Speaker #1: Roberto Ciuni (University of Padova)
Title: Information-based oughts and their interaction with knowledge and belief.
Abstract. In this talk, I present a conditional logic that enables us to reason about information-based oughts and the role they play in decision-theoretical scenarios that crucially involve knowledge and beliefs. Unconditional oughts and beliefs turn to be special cases of their conditional counterparts. The paper proceeds as follows. After providing a bit of background and setup, I introduce the notions of an objective ought and an information-based ought, and we present a maximality-based semantics for them and the doxastic notions we deal with, in the style of Hansson, Board, van Benthem, Baltag and Smets. Finally, I present a complete axiom system for the resulting logic.

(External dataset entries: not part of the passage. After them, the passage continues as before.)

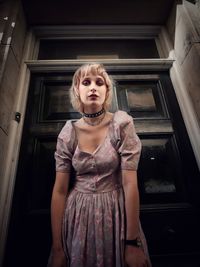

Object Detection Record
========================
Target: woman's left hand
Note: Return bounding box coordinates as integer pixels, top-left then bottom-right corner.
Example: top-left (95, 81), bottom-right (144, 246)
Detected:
top-left (125, 245), bottom-right (149, 267)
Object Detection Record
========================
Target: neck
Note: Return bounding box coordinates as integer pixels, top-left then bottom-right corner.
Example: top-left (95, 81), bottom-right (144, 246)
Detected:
top-left (83, 106), bottom-right (103, 115)
top-left (82, 107), bottom-right (106, 126)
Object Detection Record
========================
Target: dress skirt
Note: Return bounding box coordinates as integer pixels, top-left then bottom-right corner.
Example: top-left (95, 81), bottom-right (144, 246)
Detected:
top-left (63, 185), bottom-right (125, 267)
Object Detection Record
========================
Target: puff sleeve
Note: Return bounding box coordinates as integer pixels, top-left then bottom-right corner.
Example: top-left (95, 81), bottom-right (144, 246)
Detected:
top-left (118, 112), bottom-right (142, 171)
top-left (54, 121), bottom-right (74, 173)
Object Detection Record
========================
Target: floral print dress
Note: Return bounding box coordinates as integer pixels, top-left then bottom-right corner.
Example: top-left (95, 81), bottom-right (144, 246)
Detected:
top-left (53, 110), bottom-right (151, 267)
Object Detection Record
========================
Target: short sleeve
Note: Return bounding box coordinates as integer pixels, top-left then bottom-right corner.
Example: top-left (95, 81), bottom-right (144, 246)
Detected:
top-left (117, 113), bottom-right (142, 171)
top-left (54, 121), bottom-right (74, 173)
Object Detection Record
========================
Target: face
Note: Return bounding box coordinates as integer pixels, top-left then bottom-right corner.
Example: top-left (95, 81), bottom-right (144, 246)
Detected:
top-left (78, 74), bottom-right (107, 111)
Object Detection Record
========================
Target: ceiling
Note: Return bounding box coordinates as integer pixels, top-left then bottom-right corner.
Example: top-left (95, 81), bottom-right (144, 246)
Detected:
top-left (22, 0), bottom-right (178, 26)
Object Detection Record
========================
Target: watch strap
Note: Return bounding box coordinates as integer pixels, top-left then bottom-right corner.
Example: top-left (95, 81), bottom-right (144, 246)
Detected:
top-left (125, 238), bottom-right (142, 248)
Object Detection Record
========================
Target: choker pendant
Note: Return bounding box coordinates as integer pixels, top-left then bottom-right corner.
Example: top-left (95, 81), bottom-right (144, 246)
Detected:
top-left (83, 108), bottom-right (105, 118)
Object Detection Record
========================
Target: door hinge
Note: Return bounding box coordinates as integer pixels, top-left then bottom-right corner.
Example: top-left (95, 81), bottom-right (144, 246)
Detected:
top-left (15, 112), bottom-right (21, 123)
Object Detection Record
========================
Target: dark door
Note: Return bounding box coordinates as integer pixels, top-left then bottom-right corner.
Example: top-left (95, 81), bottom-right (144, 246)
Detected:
top-left (4, 69), bottom-right (200, 267)
top-left (114, 72), bottom-right (200, 265)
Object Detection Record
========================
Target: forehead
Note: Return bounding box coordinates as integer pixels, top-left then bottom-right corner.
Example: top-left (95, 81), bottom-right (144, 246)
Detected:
top-left (78, 65), bottom-right (105, 78)
top-left (81, 74), bottom-right (104, 80)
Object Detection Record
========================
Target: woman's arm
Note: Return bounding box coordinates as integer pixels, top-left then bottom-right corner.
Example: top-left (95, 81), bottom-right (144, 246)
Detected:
top-left (122, 169), bottom-right (148, 267)
top-left (51, 171), bottom-right (70, 252)
top-left (122, 169), bottom-right (140, 240)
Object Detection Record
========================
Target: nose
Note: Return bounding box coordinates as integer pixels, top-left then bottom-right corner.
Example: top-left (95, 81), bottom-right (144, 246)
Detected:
top-left (89, 82), bottom-right (97, 92)
top-left (90, 87), bottom-right (96, 93)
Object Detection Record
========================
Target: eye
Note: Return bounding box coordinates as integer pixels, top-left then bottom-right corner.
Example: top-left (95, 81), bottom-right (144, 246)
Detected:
top-left (82, 79), bottom-right (90, 86)
top-left (96, 78), bottom-right (104, 86)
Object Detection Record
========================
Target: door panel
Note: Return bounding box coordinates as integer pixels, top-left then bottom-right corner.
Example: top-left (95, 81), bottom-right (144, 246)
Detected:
top-left (4, 70), bottom-right (200, 267)
top-left (139, 135), bottom-right (185, 203)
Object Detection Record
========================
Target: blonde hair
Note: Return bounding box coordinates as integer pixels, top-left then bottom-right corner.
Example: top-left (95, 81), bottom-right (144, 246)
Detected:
top-left (70, 63), bottom-right (114, 113)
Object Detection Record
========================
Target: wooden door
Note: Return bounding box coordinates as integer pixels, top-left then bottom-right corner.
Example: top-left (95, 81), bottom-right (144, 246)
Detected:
top-left (4, 69), bottom-right (200, 267)
top-left (113, 72), bottom-right (200, 263)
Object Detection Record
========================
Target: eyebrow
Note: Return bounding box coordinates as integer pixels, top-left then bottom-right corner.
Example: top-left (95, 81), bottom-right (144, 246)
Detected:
top-left (82, 75), bottom-right (104, 80)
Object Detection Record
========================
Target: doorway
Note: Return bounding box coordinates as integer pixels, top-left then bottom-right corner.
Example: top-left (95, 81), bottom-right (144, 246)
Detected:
top-left (4, 65), bottom-right (200, 266)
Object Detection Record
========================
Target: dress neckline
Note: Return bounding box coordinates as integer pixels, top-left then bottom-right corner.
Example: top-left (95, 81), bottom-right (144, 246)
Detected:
top-left (71, 111), bottom-right (116, 156)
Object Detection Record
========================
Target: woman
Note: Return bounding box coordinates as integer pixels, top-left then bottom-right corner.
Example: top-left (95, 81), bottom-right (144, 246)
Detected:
top-left (49, 63), bottom-right (151, 267)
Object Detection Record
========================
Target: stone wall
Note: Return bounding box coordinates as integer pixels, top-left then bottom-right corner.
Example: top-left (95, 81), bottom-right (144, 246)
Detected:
top-left (167, 0), bottom-right (200, 127)
top-left (0, 1), bottom-right (27, 265)
top-left (165, 0), bottom-right (200, 169)
top-left (0, 0), bottom-right (26, 186)
top-left (176, 1), bottom-right (200, 125)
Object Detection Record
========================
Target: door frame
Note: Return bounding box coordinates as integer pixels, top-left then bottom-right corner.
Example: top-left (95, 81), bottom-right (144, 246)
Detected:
top-left (1, 25), bottom-right (200, 267)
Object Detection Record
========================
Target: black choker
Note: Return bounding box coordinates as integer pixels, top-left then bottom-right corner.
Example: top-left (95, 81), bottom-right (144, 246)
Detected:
top-left (83, 108), bottom-right (105, 118)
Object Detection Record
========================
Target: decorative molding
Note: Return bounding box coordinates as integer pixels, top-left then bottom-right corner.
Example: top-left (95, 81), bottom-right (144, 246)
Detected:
top-left (112, 74), bottom-right (160, 80)
top-left (135, 120), bottom-right (173, 134)
top-left (141, 202), bottom-right (192, 212)
top-left (25, 59), bottom-right (174, 72)
top-left (32, 25), bottom-right (162, 40)
top-left (157, 26), bottom-right (174, 58)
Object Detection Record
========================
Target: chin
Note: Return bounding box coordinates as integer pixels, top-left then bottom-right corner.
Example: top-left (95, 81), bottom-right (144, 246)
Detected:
top-left (87, 102), bottom-right (101, 107)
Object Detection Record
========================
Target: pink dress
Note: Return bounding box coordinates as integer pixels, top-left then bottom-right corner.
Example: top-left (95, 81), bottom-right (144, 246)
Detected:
top-left (54, 110), bottom-right (151, 267)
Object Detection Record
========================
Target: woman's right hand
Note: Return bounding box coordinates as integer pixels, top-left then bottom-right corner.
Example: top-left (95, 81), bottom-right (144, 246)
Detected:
top-left (51, 249), bottom-right (67, 267)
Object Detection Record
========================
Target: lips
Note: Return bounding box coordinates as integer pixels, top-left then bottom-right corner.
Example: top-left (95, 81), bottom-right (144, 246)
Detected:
top-left (88, 94), bottom-right (98, 98)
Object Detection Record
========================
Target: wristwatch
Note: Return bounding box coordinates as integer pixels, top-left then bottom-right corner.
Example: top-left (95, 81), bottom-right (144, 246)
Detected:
top-left (125, 238), bottom-right (142, 248)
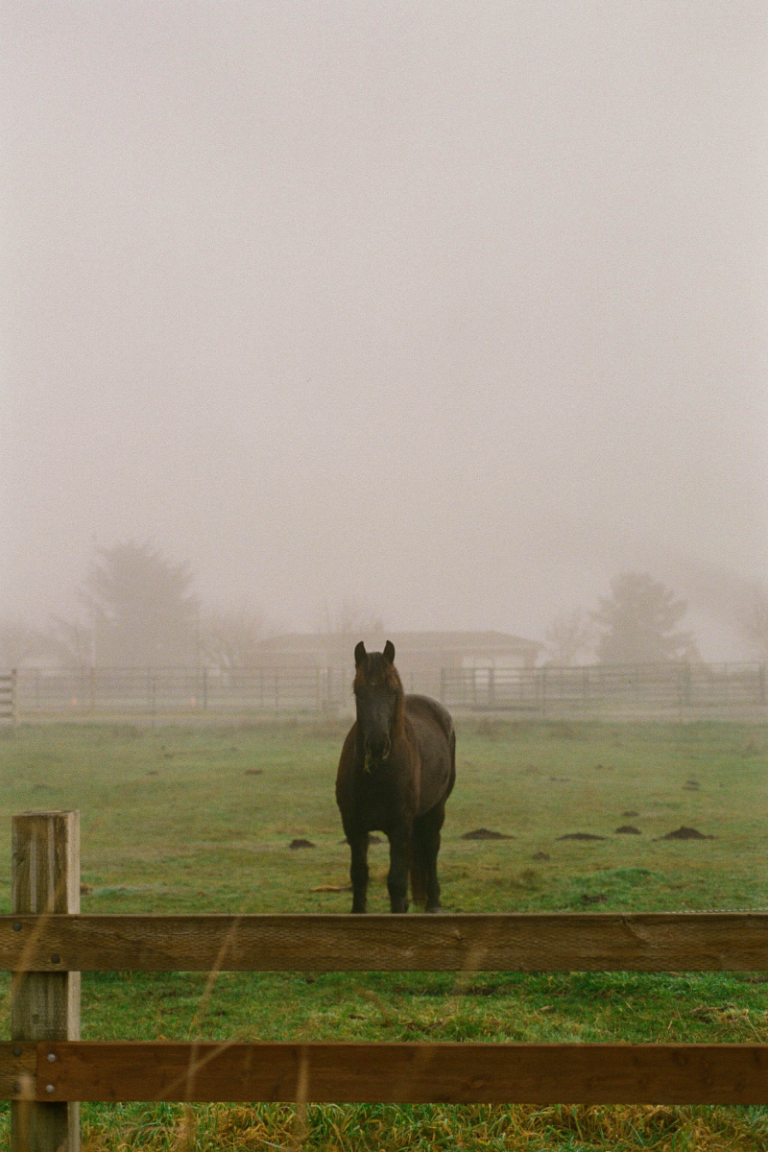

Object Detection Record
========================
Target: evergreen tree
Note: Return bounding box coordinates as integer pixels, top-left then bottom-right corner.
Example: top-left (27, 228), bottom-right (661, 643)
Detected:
top-left (592, 573), bottom-right (698, 664)
top-left (83, 542), bottom-right (199, 666)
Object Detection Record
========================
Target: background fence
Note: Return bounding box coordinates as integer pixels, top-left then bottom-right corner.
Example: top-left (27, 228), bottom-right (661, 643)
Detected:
top-left (0, 670), bottom-right (15, 723)
top-left (6, 661), bottom-right (767, 721)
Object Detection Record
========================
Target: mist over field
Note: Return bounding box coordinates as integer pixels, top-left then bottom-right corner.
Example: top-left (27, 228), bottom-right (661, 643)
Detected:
top-left (2, 2), bottom-right (766, 658)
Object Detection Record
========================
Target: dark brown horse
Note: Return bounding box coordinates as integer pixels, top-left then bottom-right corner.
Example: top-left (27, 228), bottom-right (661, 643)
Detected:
top-left (336, 640), bottom-right (456, 913)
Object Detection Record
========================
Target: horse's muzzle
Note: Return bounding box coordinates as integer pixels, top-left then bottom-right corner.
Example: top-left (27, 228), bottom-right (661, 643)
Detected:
top-left (365, 736), bottom-right (392, 764)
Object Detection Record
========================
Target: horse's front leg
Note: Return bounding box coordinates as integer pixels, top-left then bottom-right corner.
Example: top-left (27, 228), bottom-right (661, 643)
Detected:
top-left (387, 824), bottom-right (411, 913)
top-left (348, 831), bottom-right (369, 914)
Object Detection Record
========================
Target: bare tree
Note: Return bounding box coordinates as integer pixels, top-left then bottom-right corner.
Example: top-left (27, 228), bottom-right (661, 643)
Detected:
top-left (0, 618), bottom-right (47, 667)
top-left (544, 609), bottom-right (596, 666)
top-left (735, 582), bottom-right (768, 659)
top-left (318, 597), bottom-right (387, 668)
top-left (321, 596), bottom-right (386, 638)
top-left (199, 607), bottom-right (272, 668)
top-left (42, 616), bottom-right (94, 667)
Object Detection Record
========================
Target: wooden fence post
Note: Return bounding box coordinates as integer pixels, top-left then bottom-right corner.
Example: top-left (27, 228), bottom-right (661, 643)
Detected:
top-left (11, 811), bottom-right (81, 1152)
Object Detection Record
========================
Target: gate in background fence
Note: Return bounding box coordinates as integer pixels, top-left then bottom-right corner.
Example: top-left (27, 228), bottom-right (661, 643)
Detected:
top-left (5, 811), bottom-right (768, 1151)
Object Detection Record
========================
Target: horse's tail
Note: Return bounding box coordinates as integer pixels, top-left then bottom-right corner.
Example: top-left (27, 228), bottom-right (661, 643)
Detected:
top-left (409, 844), bottom-right (429, 909)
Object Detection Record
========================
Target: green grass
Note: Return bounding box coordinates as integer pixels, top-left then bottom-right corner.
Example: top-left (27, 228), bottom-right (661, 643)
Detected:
top-left (2, 717), bottom-right (768, 1149)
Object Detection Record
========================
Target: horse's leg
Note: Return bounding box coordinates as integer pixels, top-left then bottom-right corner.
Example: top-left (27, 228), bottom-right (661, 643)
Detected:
top-left (348, 829), bottom-right (369, 914)
top-left (419, 803), bottom-right (446, 913)
top-left (387, 824), bottom-right (411, 913)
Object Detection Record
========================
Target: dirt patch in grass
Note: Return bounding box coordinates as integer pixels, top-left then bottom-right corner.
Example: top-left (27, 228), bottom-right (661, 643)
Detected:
top-left (615, 825), bottom-right (642, 835)
top-left (289, 838), bottom-right (315, 849)
top-left (473, 717), bottom-right (504, 740)
top-left (548, 722), bottom-right (581, 739)
top-left (660, 826), bottom-right (715, 841)
top-left (557, 832), bottom-right (606, 842)
top-left (461, 828), bottom-right (514, 841)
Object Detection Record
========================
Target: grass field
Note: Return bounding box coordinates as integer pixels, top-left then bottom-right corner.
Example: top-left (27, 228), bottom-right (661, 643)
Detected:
top-left (1, 717), bottom-right (768, 1149)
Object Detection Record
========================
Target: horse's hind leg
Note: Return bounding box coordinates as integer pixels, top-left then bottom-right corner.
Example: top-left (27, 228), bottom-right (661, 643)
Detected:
top-left (414, 803), bottom-right (446, 912)
top-left (347, 830), bottom-right (369, 914)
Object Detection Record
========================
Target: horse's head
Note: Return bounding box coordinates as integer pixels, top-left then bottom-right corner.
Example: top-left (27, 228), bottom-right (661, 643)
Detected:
top-left (353, 640), bottom-right (404, 764)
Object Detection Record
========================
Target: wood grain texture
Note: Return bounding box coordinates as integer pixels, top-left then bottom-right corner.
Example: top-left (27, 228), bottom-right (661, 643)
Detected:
top-left (11, 812), bottom-right (80, 1152)
top-left (2, 913), bottom-right (768, 972)
top-left (35, 1041), bottom-right (768, 1105)
top-left (0, 1045), bottom-right (37, 1100)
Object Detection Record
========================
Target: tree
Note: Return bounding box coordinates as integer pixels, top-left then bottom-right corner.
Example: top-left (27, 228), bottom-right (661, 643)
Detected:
top-left (321, 597), bottom-right (386, 638)
top-left (731, 582), bottom-right (768, 659)
top-left (592, 573), bottom-right (699, 665)
top-left (0, 619), bottom-right (47, 667)
top-left (199, 607), bottom-right (271, 668)
top-left (42, 616), bottom-right (94, 667)
top-left (544, 609), bottom-right (596, 666)
top-left (319, 597), bottom-right (387, 666)
top-left (82, 542), bottom-right (199, 667)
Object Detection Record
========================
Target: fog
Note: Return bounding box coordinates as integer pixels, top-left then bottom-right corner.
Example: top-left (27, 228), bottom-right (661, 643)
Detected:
top-left (2, 2), bottom-right (766, 657)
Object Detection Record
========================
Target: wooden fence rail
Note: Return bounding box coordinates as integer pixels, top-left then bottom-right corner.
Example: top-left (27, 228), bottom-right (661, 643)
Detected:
top-left (4, 911), bottom-right (768, 972)
top-left (5, 1041), bottom-right (768, 1106)
top-left (5, 812), bottom-right (768, 1152)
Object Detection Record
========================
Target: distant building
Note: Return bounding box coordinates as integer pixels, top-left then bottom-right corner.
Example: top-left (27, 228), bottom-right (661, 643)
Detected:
top-left (253, 631), bottom-right (543, 692)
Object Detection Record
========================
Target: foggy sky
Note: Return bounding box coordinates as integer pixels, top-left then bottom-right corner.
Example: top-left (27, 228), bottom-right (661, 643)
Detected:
top-left (2, 2), bottom-right (767, 656)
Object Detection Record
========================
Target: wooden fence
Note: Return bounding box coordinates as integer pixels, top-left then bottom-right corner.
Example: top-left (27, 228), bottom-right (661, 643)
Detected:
top-left (8, 661), bottom-right (768, 720)
top-left (5, 811), bottom-right (768, 1151)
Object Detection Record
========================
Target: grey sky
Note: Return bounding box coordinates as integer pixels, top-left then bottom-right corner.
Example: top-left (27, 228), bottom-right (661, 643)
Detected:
top-left (2, 2), bottom-right (766, 655)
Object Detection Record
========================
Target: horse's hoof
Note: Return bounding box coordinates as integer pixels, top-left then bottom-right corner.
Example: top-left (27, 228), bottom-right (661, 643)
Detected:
top-left (426, 906), bottom-right (444, 914)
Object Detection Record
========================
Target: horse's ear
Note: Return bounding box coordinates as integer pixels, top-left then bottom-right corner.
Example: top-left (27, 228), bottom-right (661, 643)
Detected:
top-left (354, 641), bottom-right (367, 667)
top-left (383, 640), bottom-right (395, 664)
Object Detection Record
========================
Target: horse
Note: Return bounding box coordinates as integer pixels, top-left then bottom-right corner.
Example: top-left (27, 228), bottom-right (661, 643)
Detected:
top-left (335, 640), bottom-right (456, 913)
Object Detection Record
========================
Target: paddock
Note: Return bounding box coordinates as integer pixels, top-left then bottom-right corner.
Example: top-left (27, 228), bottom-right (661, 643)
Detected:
top-left (2, 719), bottom-right (768, 1151)
top-left (5, 810), bottom-right (768, 1151)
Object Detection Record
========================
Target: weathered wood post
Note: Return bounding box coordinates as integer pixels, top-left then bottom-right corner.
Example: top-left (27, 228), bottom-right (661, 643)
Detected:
top-left (11, 811), bottom-right (81, 1152)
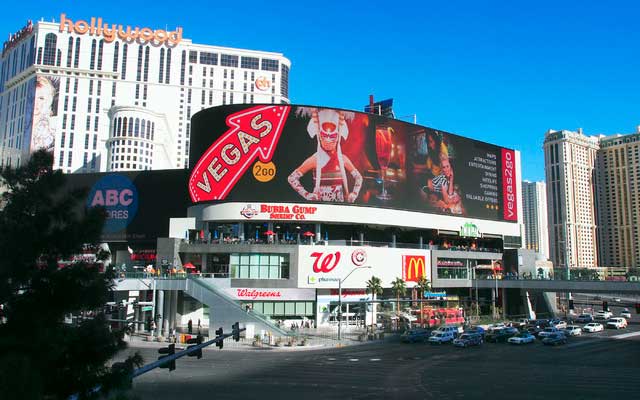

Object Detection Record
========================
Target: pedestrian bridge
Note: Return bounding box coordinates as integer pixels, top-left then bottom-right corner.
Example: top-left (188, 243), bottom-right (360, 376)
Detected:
top-left (470, 279), bottom-right (640, 294)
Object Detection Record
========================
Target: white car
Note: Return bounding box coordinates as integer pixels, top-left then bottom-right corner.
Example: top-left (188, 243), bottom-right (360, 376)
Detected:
top-left (486, 323), bottom-right (506, 332)
top-left (428, 331), bottom-right (455, 344)
top-left (550, 320), bottom-right (568, 329)
top-left (606, 318), bottom-right (628, 329)
top-left (594, 310), bottom-right (613, 320)
top-left (538, 327), bottom-right (562, 338)
top-left (620, 309), bottom-right (631, 319)
top-left (583, 323), bottom-right (604, 333)
top-left (563, 325), bottom-right (583, 336)
top-left (508, 332), bottom-right (536, 344)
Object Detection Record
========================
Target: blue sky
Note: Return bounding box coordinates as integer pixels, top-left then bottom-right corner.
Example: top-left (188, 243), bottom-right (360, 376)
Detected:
top-left (5, 0), bottom-right (640, 181)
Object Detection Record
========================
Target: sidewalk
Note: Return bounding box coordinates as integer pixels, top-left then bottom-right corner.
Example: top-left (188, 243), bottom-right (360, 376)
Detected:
top-left (124, 326), bottom-right (394, 352)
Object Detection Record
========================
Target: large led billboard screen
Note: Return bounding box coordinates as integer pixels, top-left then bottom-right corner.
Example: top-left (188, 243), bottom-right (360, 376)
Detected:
top-left (189, 105), bottom-right (518, 223)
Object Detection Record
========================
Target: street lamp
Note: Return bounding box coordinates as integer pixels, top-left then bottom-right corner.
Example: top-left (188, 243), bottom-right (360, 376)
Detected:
top-left (491, 260), bottom-right (499, 320)
top-left (338, 266), bottom-right (372, 341)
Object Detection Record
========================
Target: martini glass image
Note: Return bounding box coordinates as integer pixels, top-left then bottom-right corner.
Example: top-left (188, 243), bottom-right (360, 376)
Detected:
top-left (375, 126), bottom-right (393, 200)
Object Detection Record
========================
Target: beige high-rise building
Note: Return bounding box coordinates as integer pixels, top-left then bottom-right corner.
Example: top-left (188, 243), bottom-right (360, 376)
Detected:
top-left (543, 129), bottom-right (599, 270)
top-left (521, 180), bottom-right (550, 260)
top-left (596, 132), bottom-right (640, 269)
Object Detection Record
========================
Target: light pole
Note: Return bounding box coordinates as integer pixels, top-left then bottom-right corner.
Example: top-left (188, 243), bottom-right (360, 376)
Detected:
top-left (338, 266), bottom-right (372, 341)
top-left (491, 260), bottom-right (498, 320)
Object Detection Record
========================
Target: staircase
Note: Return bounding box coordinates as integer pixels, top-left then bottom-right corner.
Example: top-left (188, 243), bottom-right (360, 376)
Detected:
top-left (185, 276), bottom-right (289, 337)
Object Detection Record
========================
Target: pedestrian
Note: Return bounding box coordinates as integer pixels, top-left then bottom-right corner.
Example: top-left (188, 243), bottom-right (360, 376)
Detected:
top-left (197, 319), bottom-right (202, 333)
top-left (188, 319), bottom-right (193, 334)
top-left (151, 320), bottom-right (157, 335)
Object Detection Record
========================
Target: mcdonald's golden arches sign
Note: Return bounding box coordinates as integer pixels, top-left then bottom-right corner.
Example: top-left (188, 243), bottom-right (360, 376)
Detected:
top-left (402, 255), bottom-right (426, 282)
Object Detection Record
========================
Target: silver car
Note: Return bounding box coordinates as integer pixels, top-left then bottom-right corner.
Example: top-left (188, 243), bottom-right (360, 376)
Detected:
top-left (563, 325), bottom-right (582, 336)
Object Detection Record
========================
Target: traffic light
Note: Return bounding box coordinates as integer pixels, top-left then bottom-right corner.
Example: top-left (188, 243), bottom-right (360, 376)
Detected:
top-left (603, 301), bottom-right (609, 312)
top-left (568, 299), bottom-right (574, 310)
top-left (232, 322), bottom-right (240, 342)
top-left (215, 327), bottom-right (224, 349)
top-left (157, 343), bottom-right (176, 371)
top-left (635, 303), bottom-right (640, 314)
top-left (186, 335), bottom-right (203, 359)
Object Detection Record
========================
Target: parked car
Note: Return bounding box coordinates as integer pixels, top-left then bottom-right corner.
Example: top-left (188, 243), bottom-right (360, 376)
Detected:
top-left (542, 332), bottom-right (568, 346)
top-left (453, 333), bottom-right (483, 348)
top-left (464, 326), bottom-right (486, 337)
top-left (428, 331), bottom-right (455, 344)
top-left (620, 309), bottom-right (632, 319)
top-left (606, 318), bottom-right (628, 329)
top-left (526, 326), bottom-right (543, 336)
top-left (594, 310), bottom-right (613, 320)
top-left (563, 325), bottom-right (583, 336)
top-left (486, 327), bottom-right (519, 343)
top-left (538, 327), bottom-right (563, 339)
top-left (550, 319), bottom-right (567, 329)
top-left (400, 329), bottom-right (431, 343)
top-left (583, 323), bottom-right (604, 333)
top-left (431, 325), bottom-right (463, 338)
top-left (486, 322), bottom-right (507, 332)
top-left (508, 319), bottom-right (529, 328)
top-left (508, 332), bottom-right (536, 345)
top-left (529, 319), bottom-right (550, 328)
top-left (575, 314), bottom-right (594, 324)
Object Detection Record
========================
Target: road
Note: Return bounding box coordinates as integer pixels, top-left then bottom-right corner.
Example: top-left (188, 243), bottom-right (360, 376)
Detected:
top-left (126, 321), bottom-right (640, 400)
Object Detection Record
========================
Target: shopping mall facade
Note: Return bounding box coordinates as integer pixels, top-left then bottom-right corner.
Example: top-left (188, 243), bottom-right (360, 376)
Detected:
top-left (65, 104), bottom-right (524, 337)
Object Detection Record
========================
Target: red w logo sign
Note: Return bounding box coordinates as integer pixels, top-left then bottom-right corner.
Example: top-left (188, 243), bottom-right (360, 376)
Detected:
top-left (311, 251), bottom-right (341, 273)
top-left (188, 105), bottom-right (291, 202)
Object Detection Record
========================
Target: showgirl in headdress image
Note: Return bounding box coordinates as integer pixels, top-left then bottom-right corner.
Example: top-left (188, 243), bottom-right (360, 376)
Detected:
top-left (288, 108), bottom-right (363, 202)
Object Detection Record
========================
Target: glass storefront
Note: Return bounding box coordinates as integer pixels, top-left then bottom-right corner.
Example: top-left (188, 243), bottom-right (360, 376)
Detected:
top-left (241, 301), bottom-right (315, 319)
top-left (229, 253), bottom-right (289, 279)
top-left (436, 258), bottom-right (468, 279)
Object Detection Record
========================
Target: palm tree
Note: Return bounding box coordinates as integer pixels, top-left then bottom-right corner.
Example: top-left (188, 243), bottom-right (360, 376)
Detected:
top-left (415, 276), bottom-right (431, 328)
top-left (366, 276), bottom-right (384, 332)
top-left (391, 277), bottom-right (407, 329)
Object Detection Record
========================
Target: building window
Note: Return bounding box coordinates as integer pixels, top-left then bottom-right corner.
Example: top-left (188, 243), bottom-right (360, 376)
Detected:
top-left (165, 48), bottom-right (172, 84)
top-left (66, 37), bottom-right (73, 67)
top-left (89, 39), bottom-right (97, 70)
top-left (121, 43), bottom-right (128, 79)
top-left (97, 40), bottom-right (104, 70)
top-left (220, 54), bottom-right (238, 67)
top-left (189, 50), bottom-right (198, 63)
top-left (180, 50), bottom-right (186, 85)
top-left (229, 253), bottom-right (289, 279)
top-left (241, 56), bottom-right (259, 69)
top-left (280, 64), bottom-right (289, 98)
top-left (143, 46), bottom-right (150, 82)
top-left (43, 33), bottom-right (57, 66)
top-left (261, 58), bottom-right (279, 71)
top-left (199, 52), bottom-right (218, 65)
top-left (113, 42), bottom-right (119, 72)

Speaker #2: Louwe Kuijer (University of Liverpool)
Title: Minimal rationality constraints for conditional obligation.
Abstract. A conditional obligation is of the form O(p|q), with the meaning that p is obligatory under the condition that q is true. We can give semantics to this O operator using a preference relation on states, by saying that O(p|q) holds if p is true on all the “best” q states.
But of course that does not fully determine the semantics unless we specify what we mean by a state being one of the “best”. There are several options: we could say that a states is “best” if it is maximal (i.e., there is no other state that is strictly preferred) or if it is optimal (i.e., weakly preferred over all other states). Here, we take a different option and say that a state is among the “best” states if it is part of at least one so-called minimal retentive set. Defining “best” in this way leads to a weak logic for O, but we can find contexts where this weak logic is the appropriate choice.
In this talk I will (i) introduce the semantics for O based on minimal retentive sets and give an example, (ii) introduce a sound an complete axiomatization, and discuss how it differs from other axiomatizations of conditional obligations and (iii) briefly discuss the challenges encountered while defining a canonical model for this logic.
Speaker #3: Karolina Krzyzanowska (ILLC, University of Amsterdam)
Title: True clauses, false connections, and the limits of pragmatic explanations.
Abstract. It is a common intuition that the antecedent of an indicative conditional should have something to do with its consequent, that they should be somehow connected. However, only very few theories of conditionals do justice to this intuition. In fact, many prominent accounts of indicative conditionals validate the Principle of Conjunctive Sufficiency that allows to infer a conditional from the truth of its antecedent and the consequent. Consequently, many odd conditionals whose antecedents and consequents are not connected at all are rendered true, or highly acceptable, on these accounts. Their proponents tend to dismiss the oddness of such conditionals as a pragmatic phenomenon, outside the scope of interest of a semanticist or a logician. This is not to say that no pragmatic explanations of the oddity of missing-link conditionals have been proposed. In my talk, I will discuss the most salient of these proposals and I will present empirical data that show how they all fail.
The talks will be followed by drinks and dinner with the speakers.